Another problem associated with paraffin precipitation is that of restart. When an emergency production shutdown occurs, the result is gelation of the oil that remains stagnant in the cold pipeline because of temperature reduction that causes wax precipitation. In this case, the entire pipe may be plugged, and restarting the flow would require the breaking of the paraffin plug. When dealing with the restart problem, it is necessary to estimate the pressure required to break down the plug of wax-oil gel. It should be noted that, in this situation, the waxy oil gels under quiescent (no flow) conditions, unlike the case of gel deposition under flow.
This article addresses one of the most important concepts in the study of the paraffin deposition phenomenon, namely the gelation temperature. The article points out the significance of using the gelation temperature when dealing with the dynamic wax deposition process, and compares it to the pour point temperature, the use of which is limited to the description of static gelation of waxy oils.
To elucidate the concepts of this article, pour point and rheological experiments were carried out on a model wax-oil system.

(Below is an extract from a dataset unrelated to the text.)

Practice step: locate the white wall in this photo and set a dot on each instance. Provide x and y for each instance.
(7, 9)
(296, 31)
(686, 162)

The model wax used was food-grade paraffin wax with a carbon number distribution of C22 to C39. Fig. 1 shows the carbon-number distribution of the paraffin wax. The model oil solvent used to dissolve the paraffin wax was a mineral oil normally used as a viscosity standard (N10 standard from Cannon Instruments Co.®). At 25°C, the oil viscosity was 14.8 cp and the density was 0.857 g/ml. A 5% wax-in-oil mixture was used for the experimental studies. A controlled stress cone-and-plate rheometer (TA Instruments ® AR1000) was used for the rheological experiments.
The Cloud Point, Pour Point, and Gelation Temperature
High molecular weight paraffins (waxes) precipitate out of the crude oil when the temperature of the oil drops below the theoretical value of the cloud point temperature (determined thermodynamically), which is the solubility limit. It is to be noted that the experimentally determined value of the cloud point, or the wax appearance temperature (WAT), is usually lower than the theoretical value because a finite amount of precipitate is required for detection. Under conditions of equilibrium cooling, wherein the cooling rate applied on the waxy oil is lower than the rate of precipitation, the experimentally determined cloud point could compare closely to the theoretical value.
As the crude oil flows through the cooled pipeline, its temperature drops even below the cloud point; therefore, more precipitation occurs. Some of the precipitated waxes deposit on the pipe walls in the form of a wax-oil gel (i.e., the deposit consists of a network of solid wax crystals that traps some liquid oil inside). The gelation of the waxy crude is because of the flocculation of orthorhombic wax crystallites that appear in the solution during cooling.5 Observations under a cross-polarized microscope have revealed that the crystallites have structures of platelets that overlap and interlock.6 The overlapping paraffin platelets trap the oil inside them.